Crypto exchange firm Gemini returning $2.2B worth digital assets to users

Move comes 18 months after company had paused withdrawals from its Earn program in November 2022

By Ovunc Kutlu

ISTANBUL (AA) - Cryptocurrency exchange company Gemini announced Wednesday it is returning $2.2 billion worth of digital assets to its customers, who had their funds frozen in the firm's defunct lending program.

The firm said in a post on X that approximately 97% of the digital assets owed to users, as initial Earn distributions, will now be available at their Gemini accounts after the program's suspension date of Nov. 16, 2022.

"The initial distributions are in kind, meaning that if you lent one bitcoin in the Earn program, you will receive one bitcoin back. And it means that you will receive any and all increase in the value of your assets since you lent them into the Earn program," the post said.
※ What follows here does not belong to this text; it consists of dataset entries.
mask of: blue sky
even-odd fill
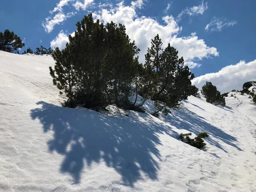
[[[142,50],[141,62],[159,33],[198,77],[195,84],[210,80],[224,92],[236,81],[240,88],[244,81],[256,80],[255,7],[254,0],[2,0],[0,31],[13,31],[26,44],[23,50],[63,47],[76,23],[92,12],[104,23],[125,25]],[[225,73],[227,66],[232,74]]]

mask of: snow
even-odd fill
[[[0,51],[0,191],[256,191],[248,95],[230,93],[223,108],[190,96],[158,118],[67,108],[54,64],[50,55]],[[177,139],[203,131],[204,150]]]

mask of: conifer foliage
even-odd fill
[[[226,105],[225,98],[212,82],[206,81],[206,84],[202,87],[201,93],[208,103],[222,107]]]
[[[52,52],[55,66],[49,67],[53,84],[68,98],[66,107],[115,104],[143,111],[145,101],[151,99],[159,104],[155,113],[165,109],[167,114],[166,107],[175,106],[191,94],[194,75],[174,47],[169,44],[163,50],[158,35],[143,64],[137,56],[140,50],[123,25],[104,25],[90,14],[76,25],[65,49]]]
[[[6,29],[3,33],[0,32],[0,50],[9,52],[17,52],[19,48],[21,48],[25,46],[22,43],[20,38]]]
[[[163,43],[157,34],[151,40],[151,47],[145,55],[145,66],[153,70],[156,77],[155,84],[152,86],[154,94],[152,99],[155,102],[154,114],[168,106],[173,108],[178,102],[186,99],[191,95],[191,80],[194,76],[187,66],[184,66],[184,59],[179,58],[178,51],[168,44],[164,50]]]
[[[38,55],[50,55],[52,53],[52,51],[51,47],[47,49],[41,45],[40,47],[36,48],[36,51],[35,53]]]
[[[55,65],[54,69],[49,67],[53,84],[69,98],[66,106],[127,107],[139,50],[125,26],[113,22],[105,26],[99,20],[94,22],[91,14],[76,26],[66,48],[53,52]]]
[[[181,133],[179,137],[179,139],[181,141],[199,149],[204,148],[206,145],[206,143],[204,143],[204,141],[203,139],[209,137],[209,135],[206,132],[200,133],[194,139],[191,139],[190,137],[189,136],[191,135],[192,135],[191,133],[188,133],[185,134]]]
[[[24,51],[24,52],[22,53],[22,54],[26,54],[27,53],[33,54],[34,53],[34,52],[30,47],[29,47],[28,49],[27,49],[26,51]]]

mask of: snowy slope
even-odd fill
[[[60,107],[49,55],[0,51],[0,191],[256,191],[256,106],[190,96],[167,116]],[[177,139],[207,131],[207,149]]]

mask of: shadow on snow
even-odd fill
[[[159,167],[153,156],[160,159],[157,146],[162,145],[157,134],[177,134],[148,114],[131,111],[129,117],[111,116],[44,102],[37,104],[41,108],[31,110],[31,117],[40,120],[44,132],[53,131],[49,150],[64,156],[60,171],[71,175],[75,183],[80,181],[84,162],[90,166],[102,160],[122,176],[123,185],[132,186],[140,171],[157,180]]]

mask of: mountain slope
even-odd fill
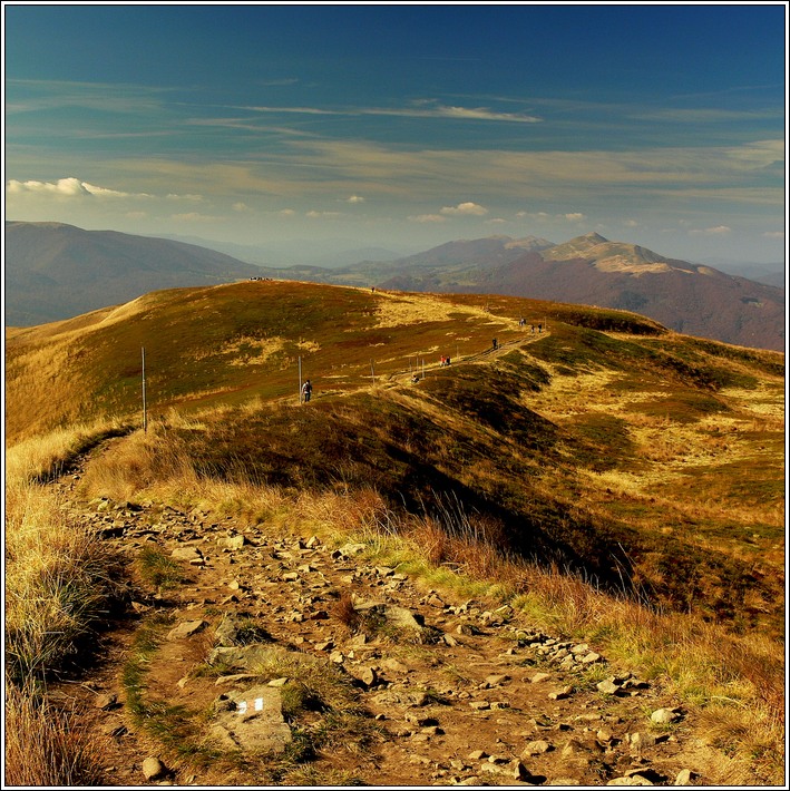
[[[6,324],[78,315],[157,289],[222,283],[260,268],[205,247],[62,223],[6,223]]]
[[[206,479],[373,488],[412,514],[456,502],[503,550],[671,609],[777,627],[778,353],[524,299],[179,289],[9,332],[10,441],[138,422],[140,346],[152,441],[164,443],[150,475],[181,458]]]

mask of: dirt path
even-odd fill
[[[272,778],[371,785],[705,781],[713,759],[694,739],[692,716],[660,686],[609,666],[595,646],[542,634],[509,607],[423,589],[368,559],[364,545],[335,548],[299,530],[284,536],[154,502],[88,502],[75,496],[75,482],[57,484],[71,519],[96,527],[129,557],[156,549],[183,558],[182,583],[162,593],[137,590],[128,617],[101,637],[100,664],[81,683],[55,689],[101,743],[109,785],[261,785]],[[155,736],[155,722],[133,715],[121,677],[136,635],[163,618],[167,624],[140,664],[146,716],[155,720],[168,706],[179,712],[188,724],[182,741],[196,746],[193,759],[204,754],[198,746],[218,743],[215,760],[179,756],[184,744],[159,741],[166,725]],[[238,628],[223,638],[234,624],[245,625],[245,639]],[[217,644],[227,647],[212,665]],[[284,670],[251,665],[251,652],[264,648]],[[252,709],[254,689],[289,687],[292,660],[318,668],[328,683],[352,682],[344,694],[352,695],[364,740],[335,734],[287,765],[282,755],[245,752],[233,723],[248,720],[256,736],[266,736],[269,725],[241,701],[252,695]],[[277,706],[286,709],[284,692]],[[339,714],[315,705],[286,720],[294,738],[313,738],[331,733]],[[217,731],[221,715],[230,716],[230,739]],[[146,779],[150,758],[165,773]],[[272,762],[284,766],[280,774],[267,773]]]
Users will receive their remaining asset balance within the next 12 months, it added.

The company's Earn program was an optional crypto lending program in which Gemini customers could lend funds to the company. It was announced in early 2021 in partnership with crypto brokerage firm Genesis, offering 7.4% return on customers' deposits.

Gemini in February settled with the New York Department of Financial Services to return at least $1.1 billion to its customers that were part of the program, after the bankruptcy proceedings of Genesis that filed for Chapter 11 in January 2023.

"Gemini failed to conduct due diligence on an unregulated third party, later accused of massive fraud, harming Earn customers who were suddenly unable to access their assets after Genesis Global Capital experienced a financial meltdown,” Adrienne A. Harris, the agency's superintendent, said on Feb. 28.

While Genesis defaulted on approximately $1 billion worth of loans made by Gemini's Earn customers in November 2022, it declared bankruptcy two months later.

Gemini was founded in 2014 by American investor brothers Tyler and Cameron Winklevoss.